Abbandonato da tutti, il presidente Yoon è ormai rimasto solo
L’improvvisa imposizione di una legge marziale d’emergenza da parte del presidente Yoon ha fatto sprofondare la Corea del Sud per quasi sei ore, fin quando il presidente conservatore non è nuovamente intervenuto in televisione per annunciare la revoca della legge marziale dopo il voto dell’Assemblea nazionale: il parlamento sudcoreano ha adottato una risoluzione con i voti favorevoli di tutti i 190 deputati presenti al momento della votazione su un totale di 300 (l’opposizione dispone di 170 seggi). Per legge, il presidente sudcoreano si è dovuto conformare al voto dei parlamentari.
Per il presidente conservatore si è aperta così la via dell’impeachment: sei partiti di opposizione hanno deciso di accelerare il passo per la messa in stato d’accusa del presidente Yoon. Mettere sotto accusa il presidente richiede il sostegno di due terzi del Parlamento, 200 sui 300 deputati totali, e poi il supporto di almeno sei su nove giudici della Corte costituzionale. La mozione di impeachment dovrebbe essere messa ai voti già venerdì 6 dicembre ma è anche possibile uno slittamento al 7 dicembre.
Non solo l’opposizione, ma anche il partito di maggioranza ha chiesto le dimissioni del presidente. Nelle prime ore di mercoledì, il capo dello staff e diversi collaboratori di Yoon si sono dimessi in massa.
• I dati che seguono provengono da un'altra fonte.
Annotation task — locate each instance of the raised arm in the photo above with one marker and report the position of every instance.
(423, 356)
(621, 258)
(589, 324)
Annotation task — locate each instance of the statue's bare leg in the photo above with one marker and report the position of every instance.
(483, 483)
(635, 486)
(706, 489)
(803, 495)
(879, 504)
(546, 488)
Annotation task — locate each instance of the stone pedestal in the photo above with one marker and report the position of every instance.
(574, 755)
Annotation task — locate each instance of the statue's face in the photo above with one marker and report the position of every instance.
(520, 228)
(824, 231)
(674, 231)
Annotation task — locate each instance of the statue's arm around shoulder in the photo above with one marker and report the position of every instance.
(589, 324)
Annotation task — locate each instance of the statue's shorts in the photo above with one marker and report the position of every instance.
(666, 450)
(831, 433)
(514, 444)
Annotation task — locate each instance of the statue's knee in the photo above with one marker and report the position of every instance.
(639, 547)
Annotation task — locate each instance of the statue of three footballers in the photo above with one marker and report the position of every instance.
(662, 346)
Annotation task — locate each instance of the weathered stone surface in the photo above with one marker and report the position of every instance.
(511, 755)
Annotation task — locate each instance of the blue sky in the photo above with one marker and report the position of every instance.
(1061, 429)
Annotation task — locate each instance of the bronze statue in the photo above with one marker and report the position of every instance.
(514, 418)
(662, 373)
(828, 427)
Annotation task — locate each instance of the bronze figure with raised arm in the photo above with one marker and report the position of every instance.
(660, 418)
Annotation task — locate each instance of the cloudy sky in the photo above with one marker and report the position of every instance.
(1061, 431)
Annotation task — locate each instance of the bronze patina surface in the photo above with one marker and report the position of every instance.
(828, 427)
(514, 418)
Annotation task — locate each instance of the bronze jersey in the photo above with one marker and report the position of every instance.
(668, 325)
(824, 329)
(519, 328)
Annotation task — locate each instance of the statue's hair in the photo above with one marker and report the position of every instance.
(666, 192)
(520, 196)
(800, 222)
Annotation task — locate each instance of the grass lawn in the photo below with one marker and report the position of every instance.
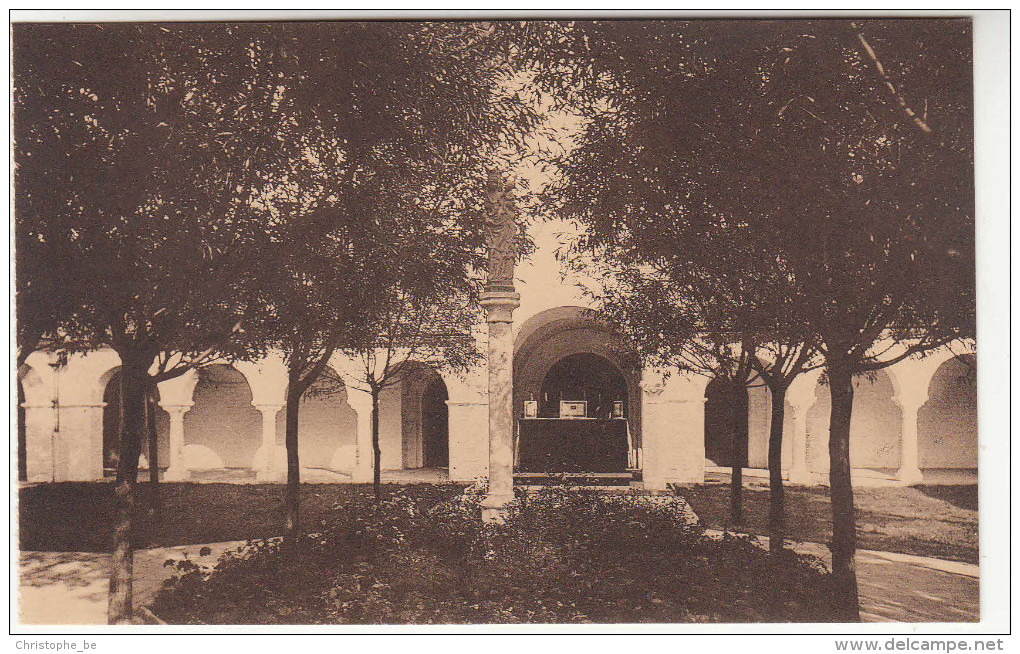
(78, 516)
(927, 520)
(422, 556)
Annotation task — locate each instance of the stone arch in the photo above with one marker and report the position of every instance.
(424, 417)
(222, 430)
(553, 335)
(111, 425)
(947, 423)
(327, 426)
(875, 426)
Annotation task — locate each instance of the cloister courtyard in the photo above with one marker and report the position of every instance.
(917, 560)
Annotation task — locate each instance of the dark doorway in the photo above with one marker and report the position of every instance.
(582, 378)
(588, 439)
(435, 425)
(719, 425)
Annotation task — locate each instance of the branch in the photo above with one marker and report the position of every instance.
(888, 83)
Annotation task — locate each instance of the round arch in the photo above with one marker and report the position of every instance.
(326, 424)
(424, 417)
(557, 334)
(222, 430)
(947, 423)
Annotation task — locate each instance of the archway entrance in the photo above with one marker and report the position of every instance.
(581, 423)
(576, 396)
(720, 423)
(436, 425)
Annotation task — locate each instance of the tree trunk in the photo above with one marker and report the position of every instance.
(134, 385)
(150, 417)
(22, 448)
(776, 509)
(376, 450)
(738, 452)
(842, 496)
(293, 497)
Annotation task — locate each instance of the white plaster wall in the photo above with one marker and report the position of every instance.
(223, 419)
(391, 445)
(325, 422)
(874, 428)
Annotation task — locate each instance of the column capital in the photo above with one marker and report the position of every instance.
(499, 305)
(175, 407)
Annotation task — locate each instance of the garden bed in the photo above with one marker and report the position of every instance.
(422, 556)
(924, 520)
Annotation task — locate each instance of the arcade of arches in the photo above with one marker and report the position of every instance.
(581, 403)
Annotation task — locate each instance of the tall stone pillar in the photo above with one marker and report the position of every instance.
(176, 398)
(499, 300)
(910, 400)
(266, 454)
(361, 402)
(499, 307)
(40, 434)
(176, 470)
(672, 429)
(801, 397)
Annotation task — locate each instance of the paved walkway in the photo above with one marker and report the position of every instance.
(904, 588)
(69, 588)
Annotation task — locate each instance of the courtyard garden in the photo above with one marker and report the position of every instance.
(422, 556)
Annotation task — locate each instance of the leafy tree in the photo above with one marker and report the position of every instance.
(426, 314)
(844, 204)
(372, 212)
(135, 152)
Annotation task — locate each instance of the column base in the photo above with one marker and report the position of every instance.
(269, 476)
(176, 474)
(495, 508)
(362, 475)
(800, 476)
(909, 476)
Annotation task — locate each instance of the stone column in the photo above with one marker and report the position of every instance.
(267, 451)
(176, 470)
(468, 445)
(801, 397)
(361, 402)
(910, 400)
(40, 422)
(672, 429)
(79, 443)
(499, 307)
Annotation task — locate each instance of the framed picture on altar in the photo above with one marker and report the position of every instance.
(573, 409)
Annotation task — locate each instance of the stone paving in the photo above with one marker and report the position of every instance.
(69, 588)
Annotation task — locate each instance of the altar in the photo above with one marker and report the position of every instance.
(571, 445)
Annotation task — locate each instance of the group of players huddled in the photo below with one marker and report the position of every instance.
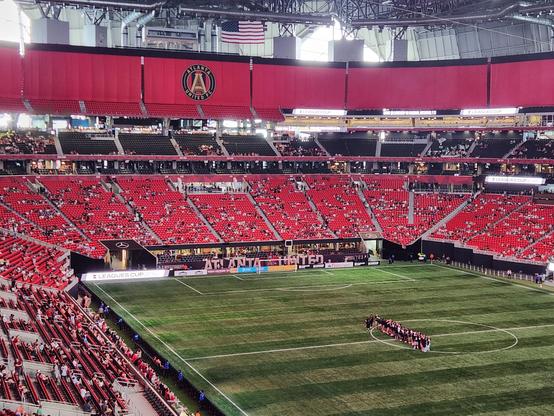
(415, 339)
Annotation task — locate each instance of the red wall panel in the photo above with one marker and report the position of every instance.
(529, 83)
(163, 82)
(293, 86)
(441, 87)
(10, 70)
(53, 75)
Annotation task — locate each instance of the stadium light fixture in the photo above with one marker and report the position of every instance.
(505, 111)
(387, 112)
(5, 120)
(318, 112)
(515, 180)
(230, 124)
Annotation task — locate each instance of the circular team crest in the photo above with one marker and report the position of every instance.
(198, 82)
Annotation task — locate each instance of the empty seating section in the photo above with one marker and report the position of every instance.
(165, 211)
(198, 144)
(74, 142)
(390, 204)
(509, 226)
(271, 114)
(115, 109)
(480, 214)
(541, 251)
(96, 211)
(518, 230)
(227, 111)
(288, 209)
(30, 262)
(247, 145)
(535, 149)
(146, 144)
(300, 148)
(27, 143)
(55, 106)
(495, 146)
(402, 149)
(79, 350)
(233, 216)
(339, 204)
(53, 228)
(353, 144)
(173, 110)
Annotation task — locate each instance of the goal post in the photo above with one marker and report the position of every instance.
(274, 265)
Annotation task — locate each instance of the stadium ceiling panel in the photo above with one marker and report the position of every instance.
(351, 13)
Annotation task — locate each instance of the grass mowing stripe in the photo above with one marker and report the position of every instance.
(396, 274)
(226, 325)
(343, 344)
(170, 349)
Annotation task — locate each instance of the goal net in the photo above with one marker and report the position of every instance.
(275, 265)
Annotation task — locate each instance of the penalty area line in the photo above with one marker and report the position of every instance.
(190, 287)
(169, 348)
(397, 275)
(373, 341)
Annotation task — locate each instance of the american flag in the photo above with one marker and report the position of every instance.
(234, 31)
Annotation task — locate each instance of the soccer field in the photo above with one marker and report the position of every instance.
(295, 343)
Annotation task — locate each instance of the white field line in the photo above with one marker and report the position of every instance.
(495, 280)
(343, 344)
(190, 287)
(169, 348)
(397, 275)
(324, 287)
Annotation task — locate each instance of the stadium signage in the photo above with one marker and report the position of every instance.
(515, 180)
(190, 273)
(198, 82)
(339, 265)
(236, 262)
(125, 275)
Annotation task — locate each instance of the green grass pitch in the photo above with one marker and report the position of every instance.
(294, 343)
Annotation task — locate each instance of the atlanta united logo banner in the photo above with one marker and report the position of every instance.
(198, 82)
(192, 82)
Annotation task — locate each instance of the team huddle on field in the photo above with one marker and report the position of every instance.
(394, 329)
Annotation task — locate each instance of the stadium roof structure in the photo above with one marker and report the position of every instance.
(353, 13)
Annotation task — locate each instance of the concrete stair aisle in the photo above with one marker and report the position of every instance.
(270, 142)
(511, 152)
(472, 147)
(118, 144)
(59, 211)
(378, 148)
(429, 144)
(411, 207)
(455, 212)
(118, 193)
(370, 211)
(176, 147)
(314, 208)
(203, 218)
(262, 214)
(551, 232)
(58, 145)
(321, 147)
(492, 225)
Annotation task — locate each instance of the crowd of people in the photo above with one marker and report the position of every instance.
(415, 339)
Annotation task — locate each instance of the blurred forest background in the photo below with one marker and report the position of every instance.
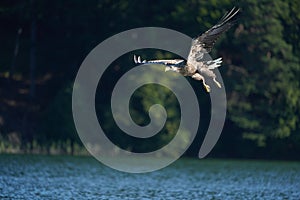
(43, 43)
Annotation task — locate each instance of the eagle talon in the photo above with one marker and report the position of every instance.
(217, 83)
(207, 88)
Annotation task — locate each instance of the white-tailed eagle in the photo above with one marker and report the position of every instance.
(196, 65)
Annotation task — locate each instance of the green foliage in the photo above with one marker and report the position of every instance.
(264, 97)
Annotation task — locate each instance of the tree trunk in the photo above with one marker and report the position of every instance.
(32, 49)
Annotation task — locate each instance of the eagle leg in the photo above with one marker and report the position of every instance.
(217, 83)
(199, 77)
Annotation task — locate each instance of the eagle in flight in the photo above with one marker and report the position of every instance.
(198, 65)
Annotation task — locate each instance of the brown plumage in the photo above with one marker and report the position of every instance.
(197, 65)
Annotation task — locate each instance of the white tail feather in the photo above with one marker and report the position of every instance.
(214, 63)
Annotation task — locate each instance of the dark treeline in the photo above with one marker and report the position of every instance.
(44, 42)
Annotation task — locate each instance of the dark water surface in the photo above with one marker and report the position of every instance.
(65, 177)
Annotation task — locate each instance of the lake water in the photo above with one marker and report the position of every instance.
(66, 177)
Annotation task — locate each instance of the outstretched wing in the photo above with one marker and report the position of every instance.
(204, 43)
(174, 62)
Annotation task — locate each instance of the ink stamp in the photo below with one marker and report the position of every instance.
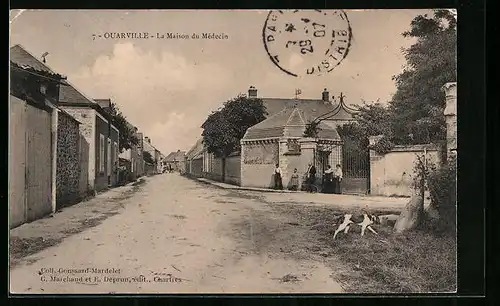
(307, 42)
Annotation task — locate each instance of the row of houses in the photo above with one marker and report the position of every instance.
(278, 140)
(63, 145)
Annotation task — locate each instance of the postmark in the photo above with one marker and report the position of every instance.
(307, 42)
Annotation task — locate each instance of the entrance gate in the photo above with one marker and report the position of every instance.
(354, 160)
(355, 168)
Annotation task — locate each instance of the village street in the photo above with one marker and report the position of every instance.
(176, 235)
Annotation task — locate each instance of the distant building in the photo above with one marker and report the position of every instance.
(176, 161)
(279, 140)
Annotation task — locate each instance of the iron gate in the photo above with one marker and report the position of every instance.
(354, 160)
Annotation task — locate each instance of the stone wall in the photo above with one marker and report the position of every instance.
(68, 161)
(86, 117)
(233, 170)
(391, 174)
(258, 160)
(450, 113)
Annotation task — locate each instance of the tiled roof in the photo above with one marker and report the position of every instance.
(274, 126)
(313, 107)
(20, 56)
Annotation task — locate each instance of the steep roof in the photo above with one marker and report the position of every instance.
(67, 94)
(290, 120)
(19, 55)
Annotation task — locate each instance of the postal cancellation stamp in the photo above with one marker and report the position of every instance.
(302, 42)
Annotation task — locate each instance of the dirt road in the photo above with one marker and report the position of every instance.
(175, 235)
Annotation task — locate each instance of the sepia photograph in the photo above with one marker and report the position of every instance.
(232, 151)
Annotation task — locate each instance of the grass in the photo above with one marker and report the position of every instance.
(412, 262)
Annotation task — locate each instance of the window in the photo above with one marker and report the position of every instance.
(116, 155)
(109, 157)
(101, 153)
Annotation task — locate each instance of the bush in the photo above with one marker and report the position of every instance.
(383, 146)
(442, 184)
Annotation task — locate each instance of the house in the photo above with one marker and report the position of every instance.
(100, 134)
(43, 142)
(277, 139)
(194, 159)
(140, 154)
(151, 166)
(133, 157)
(98, 137)
(176, 161)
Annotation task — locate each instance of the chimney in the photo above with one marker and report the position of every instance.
(104, 103)
(252, 92)
(326, 95)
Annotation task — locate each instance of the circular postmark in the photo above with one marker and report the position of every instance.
(307, 42)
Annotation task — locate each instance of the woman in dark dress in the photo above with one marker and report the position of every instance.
(328, 180)
(337, 178)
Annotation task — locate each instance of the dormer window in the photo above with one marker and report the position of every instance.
(43, 89)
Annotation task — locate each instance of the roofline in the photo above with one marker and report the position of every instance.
(41, 62)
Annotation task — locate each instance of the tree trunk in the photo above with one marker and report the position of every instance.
(223, 175)
(411, 216)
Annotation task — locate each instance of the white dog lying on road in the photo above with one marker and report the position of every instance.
(366, 222)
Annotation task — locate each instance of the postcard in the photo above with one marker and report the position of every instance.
(232, 151)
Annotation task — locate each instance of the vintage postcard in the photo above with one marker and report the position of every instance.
(232, 151)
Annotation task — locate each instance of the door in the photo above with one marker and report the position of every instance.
(17, 162)
(39, 163)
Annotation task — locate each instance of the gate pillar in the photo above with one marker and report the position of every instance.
(308, 148)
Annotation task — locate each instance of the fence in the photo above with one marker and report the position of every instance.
(30, 162)
(391, 174)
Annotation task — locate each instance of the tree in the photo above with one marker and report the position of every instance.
(417, 106)
(128, 137)
(372, 119)
(415, 113)
(224, 128)
(148, 157)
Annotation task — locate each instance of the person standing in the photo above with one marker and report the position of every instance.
(294, 181)
(328, 180)
(337, 179)
(278, 184)
(311, 177)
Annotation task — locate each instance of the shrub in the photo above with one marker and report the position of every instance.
(383, 146)
(442, 188)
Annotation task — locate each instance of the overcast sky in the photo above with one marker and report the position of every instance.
(168, 87)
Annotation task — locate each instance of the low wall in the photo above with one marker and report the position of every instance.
(232, 170)
(391, 174)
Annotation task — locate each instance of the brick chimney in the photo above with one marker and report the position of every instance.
(104, 103)
(325, 95)
(252, 92)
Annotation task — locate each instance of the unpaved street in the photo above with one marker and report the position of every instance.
(175, 235)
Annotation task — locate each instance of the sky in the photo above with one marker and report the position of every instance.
(168, 87)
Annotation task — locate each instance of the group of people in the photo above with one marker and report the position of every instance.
(330, 184)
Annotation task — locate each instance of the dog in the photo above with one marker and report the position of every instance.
(365, 220)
Secondo le ricostruzioni delle ultime ore, i membri del Partito del Potere Popolare di Yoon erano all’oscuro della mossa del presidente conservatore da cui hanno preso subito le distanza. I media sudcoreani riportano che dietro al progetto di imporre la legge marziale ci sia la mente di Kim Yong-hyun, il ministro della Difesa sudcoreano. Kim, come il suo presidente Yoon, rischia di affrontare l’impeachment e le accuse penali di tradimento, un reato punibile con l’ergastolo. Per salvarsi dalla messa in stato di accusa, Kim ha riconosciuto le sue “piene responsabilità” e ha presentato le dimissioni al presidente Yoon, che a sua volta deve approvarle. Se le dimissioni del ministro della Difesa saranno accettate, la mozione di impeachment nei suoi confronti non sarà quindi necessaria.
Cosa succederà ora in Corea del Sud? Se Yoon dovesse dimettersi o venisse rimosso dall’incarico, il primo ministro Han Duck-soo subentrerebbe come presidente ad interim. Almeno fino alla prossima scelta di un candidato che non minerà la democrazia sudcoreana.